I went to the animal show, where all of the animals go. Said a flea to a fly in a flue, “Oh fly, what shall I do?” Said the fly, “Let us flee!” Said the flea, “Let us fly!” So they flew through a flaw in the flue
.
Yes, the beavers assured their rabid-eyed followers (lost geese and porcupines who had found their way in beaver’s fervor), beyond the fleas in the blankets, beyond the
mealy bugs in the flour, beyond the termites in the tool-shed, there are bigger things to come.

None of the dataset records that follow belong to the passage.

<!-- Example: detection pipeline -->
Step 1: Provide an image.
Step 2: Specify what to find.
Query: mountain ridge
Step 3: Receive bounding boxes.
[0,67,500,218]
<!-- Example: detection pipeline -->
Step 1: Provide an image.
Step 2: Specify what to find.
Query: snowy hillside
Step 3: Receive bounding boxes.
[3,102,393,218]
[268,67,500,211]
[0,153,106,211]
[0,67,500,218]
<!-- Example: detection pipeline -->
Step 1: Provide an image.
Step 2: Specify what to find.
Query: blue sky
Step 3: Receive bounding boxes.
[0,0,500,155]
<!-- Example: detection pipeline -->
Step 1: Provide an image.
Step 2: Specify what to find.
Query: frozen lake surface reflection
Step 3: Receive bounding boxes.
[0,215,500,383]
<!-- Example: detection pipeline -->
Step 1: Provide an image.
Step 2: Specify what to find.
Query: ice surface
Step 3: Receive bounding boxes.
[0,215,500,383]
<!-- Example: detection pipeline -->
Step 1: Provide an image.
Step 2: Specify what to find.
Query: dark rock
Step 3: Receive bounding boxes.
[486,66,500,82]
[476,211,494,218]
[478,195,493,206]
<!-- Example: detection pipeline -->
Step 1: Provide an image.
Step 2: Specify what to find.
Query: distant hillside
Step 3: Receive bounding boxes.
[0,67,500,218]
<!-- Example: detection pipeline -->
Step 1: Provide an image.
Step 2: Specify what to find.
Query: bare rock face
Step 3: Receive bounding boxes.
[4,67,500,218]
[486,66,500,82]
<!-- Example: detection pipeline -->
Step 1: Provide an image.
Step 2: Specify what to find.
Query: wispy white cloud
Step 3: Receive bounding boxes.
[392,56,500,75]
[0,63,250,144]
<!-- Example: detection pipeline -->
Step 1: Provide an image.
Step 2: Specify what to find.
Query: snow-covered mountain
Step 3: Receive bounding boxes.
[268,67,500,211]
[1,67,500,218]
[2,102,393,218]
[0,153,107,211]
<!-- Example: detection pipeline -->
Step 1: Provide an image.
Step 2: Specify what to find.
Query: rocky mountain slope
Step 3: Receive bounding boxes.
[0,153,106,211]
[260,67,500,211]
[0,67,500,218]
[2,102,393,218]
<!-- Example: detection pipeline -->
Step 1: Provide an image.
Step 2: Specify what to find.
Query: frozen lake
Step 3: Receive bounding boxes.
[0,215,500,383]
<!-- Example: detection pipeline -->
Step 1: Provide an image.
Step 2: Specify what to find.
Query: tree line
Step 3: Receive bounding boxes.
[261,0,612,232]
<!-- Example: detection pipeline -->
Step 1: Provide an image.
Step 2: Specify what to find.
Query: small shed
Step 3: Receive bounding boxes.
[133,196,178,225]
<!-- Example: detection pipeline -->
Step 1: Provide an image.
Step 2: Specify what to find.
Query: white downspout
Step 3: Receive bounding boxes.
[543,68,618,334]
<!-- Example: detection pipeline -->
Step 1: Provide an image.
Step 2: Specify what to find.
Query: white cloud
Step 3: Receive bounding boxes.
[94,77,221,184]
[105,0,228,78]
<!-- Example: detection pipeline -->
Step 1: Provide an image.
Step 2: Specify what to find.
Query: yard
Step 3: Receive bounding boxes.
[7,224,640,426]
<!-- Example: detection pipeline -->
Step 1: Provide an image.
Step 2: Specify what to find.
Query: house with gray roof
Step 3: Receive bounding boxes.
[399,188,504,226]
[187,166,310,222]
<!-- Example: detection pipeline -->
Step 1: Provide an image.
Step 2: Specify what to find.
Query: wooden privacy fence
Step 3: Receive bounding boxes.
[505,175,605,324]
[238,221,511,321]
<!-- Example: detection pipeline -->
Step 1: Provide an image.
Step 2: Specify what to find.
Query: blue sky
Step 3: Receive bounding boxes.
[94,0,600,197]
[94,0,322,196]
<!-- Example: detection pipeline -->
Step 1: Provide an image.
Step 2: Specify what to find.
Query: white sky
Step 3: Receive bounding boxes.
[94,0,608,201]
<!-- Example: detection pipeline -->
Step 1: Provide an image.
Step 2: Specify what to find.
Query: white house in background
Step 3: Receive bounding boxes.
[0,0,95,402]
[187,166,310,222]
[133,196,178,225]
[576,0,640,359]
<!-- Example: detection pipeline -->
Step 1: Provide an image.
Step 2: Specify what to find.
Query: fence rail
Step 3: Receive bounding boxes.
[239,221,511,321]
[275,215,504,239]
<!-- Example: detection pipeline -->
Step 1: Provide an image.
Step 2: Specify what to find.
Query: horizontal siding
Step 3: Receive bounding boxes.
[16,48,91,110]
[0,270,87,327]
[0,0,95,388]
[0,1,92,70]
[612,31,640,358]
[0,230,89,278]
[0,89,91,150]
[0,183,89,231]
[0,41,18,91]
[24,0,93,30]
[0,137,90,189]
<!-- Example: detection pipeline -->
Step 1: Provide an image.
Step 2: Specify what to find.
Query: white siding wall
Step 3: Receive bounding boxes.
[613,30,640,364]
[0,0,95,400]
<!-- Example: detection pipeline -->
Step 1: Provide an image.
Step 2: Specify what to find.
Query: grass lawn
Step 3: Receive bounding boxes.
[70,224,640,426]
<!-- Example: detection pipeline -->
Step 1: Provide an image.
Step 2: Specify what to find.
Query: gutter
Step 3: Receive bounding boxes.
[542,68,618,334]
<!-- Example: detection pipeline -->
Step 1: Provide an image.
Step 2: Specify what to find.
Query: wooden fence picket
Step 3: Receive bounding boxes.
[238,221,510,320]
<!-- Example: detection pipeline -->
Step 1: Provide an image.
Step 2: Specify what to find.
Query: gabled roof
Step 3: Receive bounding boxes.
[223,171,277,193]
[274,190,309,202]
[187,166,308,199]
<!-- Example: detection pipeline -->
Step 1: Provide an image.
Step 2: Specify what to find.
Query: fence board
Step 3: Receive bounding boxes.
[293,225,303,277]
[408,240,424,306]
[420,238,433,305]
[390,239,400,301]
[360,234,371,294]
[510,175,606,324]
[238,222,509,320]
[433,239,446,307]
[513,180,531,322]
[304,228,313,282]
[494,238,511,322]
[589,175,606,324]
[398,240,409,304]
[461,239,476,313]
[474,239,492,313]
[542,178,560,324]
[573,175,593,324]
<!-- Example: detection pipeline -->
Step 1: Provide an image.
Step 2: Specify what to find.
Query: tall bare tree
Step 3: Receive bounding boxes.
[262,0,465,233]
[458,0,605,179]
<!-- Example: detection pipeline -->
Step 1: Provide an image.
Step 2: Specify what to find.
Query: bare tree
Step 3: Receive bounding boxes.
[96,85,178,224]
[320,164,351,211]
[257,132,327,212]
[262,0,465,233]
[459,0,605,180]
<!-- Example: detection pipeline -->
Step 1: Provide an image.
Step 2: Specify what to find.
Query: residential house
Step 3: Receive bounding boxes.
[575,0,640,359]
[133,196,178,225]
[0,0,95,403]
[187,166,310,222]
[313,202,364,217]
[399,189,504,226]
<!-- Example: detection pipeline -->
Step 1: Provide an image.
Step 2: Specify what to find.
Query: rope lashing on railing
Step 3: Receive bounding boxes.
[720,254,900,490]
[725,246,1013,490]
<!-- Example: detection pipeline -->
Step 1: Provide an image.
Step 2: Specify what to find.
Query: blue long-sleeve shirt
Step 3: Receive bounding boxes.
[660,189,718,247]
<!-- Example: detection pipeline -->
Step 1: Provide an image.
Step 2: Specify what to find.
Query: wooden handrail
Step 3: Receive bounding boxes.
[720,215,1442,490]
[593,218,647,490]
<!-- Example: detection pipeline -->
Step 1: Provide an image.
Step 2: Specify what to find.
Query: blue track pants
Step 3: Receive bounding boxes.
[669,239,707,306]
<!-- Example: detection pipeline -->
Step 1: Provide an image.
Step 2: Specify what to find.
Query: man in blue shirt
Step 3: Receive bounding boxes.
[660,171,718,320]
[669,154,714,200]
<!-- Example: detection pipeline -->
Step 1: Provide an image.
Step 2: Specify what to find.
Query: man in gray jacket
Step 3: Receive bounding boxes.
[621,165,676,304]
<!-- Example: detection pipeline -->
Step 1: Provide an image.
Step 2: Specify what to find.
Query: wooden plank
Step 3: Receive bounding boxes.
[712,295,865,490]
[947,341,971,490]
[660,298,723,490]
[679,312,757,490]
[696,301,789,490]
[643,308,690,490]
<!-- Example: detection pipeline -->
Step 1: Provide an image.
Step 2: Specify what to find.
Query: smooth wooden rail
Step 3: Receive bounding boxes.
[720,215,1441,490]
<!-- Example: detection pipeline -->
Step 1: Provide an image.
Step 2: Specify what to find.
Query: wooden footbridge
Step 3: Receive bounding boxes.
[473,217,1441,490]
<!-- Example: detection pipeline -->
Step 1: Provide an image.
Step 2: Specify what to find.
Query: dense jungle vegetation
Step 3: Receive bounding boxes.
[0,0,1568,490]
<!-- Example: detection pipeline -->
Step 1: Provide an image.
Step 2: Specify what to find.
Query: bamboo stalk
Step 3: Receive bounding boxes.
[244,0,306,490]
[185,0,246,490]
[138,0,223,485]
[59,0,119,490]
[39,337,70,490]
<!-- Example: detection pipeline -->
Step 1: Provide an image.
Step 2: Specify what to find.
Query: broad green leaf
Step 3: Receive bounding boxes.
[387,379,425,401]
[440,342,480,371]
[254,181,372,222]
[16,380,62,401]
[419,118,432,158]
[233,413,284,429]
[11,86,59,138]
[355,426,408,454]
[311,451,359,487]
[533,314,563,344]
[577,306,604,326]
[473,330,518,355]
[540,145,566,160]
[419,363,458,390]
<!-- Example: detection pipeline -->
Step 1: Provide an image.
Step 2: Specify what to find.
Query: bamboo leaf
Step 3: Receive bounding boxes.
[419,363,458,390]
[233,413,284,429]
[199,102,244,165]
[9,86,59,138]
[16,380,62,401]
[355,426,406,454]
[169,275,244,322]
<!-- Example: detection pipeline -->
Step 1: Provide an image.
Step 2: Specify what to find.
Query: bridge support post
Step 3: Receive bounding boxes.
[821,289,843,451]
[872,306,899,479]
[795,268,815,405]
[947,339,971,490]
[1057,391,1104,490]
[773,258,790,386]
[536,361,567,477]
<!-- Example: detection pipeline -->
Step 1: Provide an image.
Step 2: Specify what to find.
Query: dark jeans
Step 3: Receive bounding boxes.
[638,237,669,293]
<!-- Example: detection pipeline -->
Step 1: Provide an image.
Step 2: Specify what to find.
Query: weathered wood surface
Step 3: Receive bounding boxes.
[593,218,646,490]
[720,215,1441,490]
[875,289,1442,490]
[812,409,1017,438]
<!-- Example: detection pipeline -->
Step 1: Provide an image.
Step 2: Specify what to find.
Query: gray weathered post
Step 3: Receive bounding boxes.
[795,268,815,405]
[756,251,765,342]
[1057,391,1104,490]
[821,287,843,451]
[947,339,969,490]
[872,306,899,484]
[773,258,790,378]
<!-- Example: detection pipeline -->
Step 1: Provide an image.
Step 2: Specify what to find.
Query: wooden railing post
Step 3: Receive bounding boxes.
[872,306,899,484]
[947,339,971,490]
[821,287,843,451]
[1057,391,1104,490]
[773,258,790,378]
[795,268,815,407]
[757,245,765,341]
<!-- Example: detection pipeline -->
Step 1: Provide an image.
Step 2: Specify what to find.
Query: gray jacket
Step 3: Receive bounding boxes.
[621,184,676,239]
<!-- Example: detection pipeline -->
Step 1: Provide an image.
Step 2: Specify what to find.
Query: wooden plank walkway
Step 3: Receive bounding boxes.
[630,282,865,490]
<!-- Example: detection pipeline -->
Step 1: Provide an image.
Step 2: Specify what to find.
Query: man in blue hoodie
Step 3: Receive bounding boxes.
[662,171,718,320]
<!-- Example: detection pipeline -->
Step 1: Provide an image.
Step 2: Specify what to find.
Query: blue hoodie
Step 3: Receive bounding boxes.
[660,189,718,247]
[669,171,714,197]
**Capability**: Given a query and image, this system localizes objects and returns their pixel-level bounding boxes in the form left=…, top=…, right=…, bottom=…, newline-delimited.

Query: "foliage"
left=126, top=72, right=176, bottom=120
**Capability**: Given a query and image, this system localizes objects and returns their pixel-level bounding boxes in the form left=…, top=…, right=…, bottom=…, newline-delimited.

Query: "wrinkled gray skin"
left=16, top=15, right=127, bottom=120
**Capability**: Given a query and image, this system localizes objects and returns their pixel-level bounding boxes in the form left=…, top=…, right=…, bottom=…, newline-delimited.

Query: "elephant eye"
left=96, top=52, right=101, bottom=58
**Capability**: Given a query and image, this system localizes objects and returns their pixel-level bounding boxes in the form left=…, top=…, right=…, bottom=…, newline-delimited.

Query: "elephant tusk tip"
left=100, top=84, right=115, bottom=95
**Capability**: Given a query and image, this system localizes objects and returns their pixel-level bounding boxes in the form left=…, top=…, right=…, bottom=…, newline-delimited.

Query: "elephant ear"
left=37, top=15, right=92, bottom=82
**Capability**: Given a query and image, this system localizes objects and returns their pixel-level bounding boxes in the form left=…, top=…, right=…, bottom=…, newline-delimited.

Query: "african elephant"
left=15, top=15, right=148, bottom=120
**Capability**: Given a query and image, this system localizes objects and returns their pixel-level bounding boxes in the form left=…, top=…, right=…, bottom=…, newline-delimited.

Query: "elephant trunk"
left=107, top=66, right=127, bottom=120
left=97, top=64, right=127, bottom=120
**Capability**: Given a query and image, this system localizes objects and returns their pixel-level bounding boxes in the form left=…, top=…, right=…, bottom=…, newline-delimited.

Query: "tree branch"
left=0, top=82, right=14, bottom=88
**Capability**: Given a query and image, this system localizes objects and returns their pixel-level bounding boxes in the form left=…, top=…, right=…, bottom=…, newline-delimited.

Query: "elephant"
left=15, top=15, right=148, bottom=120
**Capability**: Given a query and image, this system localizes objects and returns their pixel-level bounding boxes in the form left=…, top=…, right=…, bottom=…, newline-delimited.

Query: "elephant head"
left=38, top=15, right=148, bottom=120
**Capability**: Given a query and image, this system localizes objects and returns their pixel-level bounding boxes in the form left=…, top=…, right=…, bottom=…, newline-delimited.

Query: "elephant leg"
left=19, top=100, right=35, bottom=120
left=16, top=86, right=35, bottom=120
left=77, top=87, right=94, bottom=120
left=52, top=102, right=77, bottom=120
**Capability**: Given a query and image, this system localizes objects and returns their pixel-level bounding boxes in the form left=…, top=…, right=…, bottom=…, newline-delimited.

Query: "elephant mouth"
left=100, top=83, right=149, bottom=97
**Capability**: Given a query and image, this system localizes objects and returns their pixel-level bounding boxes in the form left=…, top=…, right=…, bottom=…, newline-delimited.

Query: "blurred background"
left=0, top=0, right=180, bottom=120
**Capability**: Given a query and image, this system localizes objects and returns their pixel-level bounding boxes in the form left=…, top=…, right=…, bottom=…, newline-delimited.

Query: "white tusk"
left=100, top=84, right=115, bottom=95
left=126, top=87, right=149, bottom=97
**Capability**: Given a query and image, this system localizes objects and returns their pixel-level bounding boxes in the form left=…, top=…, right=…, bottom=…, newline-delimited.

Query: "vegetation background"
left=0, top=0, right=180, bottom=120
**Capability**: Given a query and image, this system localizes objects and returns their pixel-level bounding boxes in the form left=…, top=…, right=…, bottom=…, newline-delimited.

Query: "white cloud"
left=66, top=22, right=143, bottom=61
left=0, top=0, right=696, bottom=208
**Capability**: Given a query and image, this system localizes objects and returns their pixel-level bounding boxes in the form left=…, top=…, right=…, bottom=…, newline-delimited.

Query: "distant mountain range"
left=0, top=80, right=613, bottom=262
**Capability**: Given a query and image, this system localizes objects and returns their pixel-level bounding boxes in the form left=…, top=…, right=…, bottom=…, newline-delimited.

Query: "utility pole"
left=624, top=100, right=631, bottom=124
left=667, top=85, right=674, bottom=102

THERE WAS MONEY TO SPEND. THE ANIMALS had it—and for the first time in their lives, it seemed, a lot of it. And yet, there were also those nettlesome “bills,” and many were forced to resort to another mysterious new fiscal introduction called “credit,” which was understood dimly, if at all. (Every month—“rent,” “water,” “electricity,” and, for example, those funny little pills that prevented one from keeling over, fat and dead, or those funny little bottles of magic potion that protected one from premature loss of feathers.) On the up side, however, it was nice to have booties for one’s paws, and quaintly colored tail ribbons for special occasions. Several of the cows had always wanted waist-chains, and now they had them. Sexy, those, agreed the bulls. The ducks, who had long believed that the kazoo was the most melodic instrument, could now afford their own, and were often heard at their lessons. No Woodlands duck had a kazoo. (Only the voles could endow any redeeming musicality to the racket of the ducks, whom the voles saw as spiritual brothers—as, despite their affinity for honking and kazoos, the ducks, like the voles, tended to an unhurried and pacific disposition.)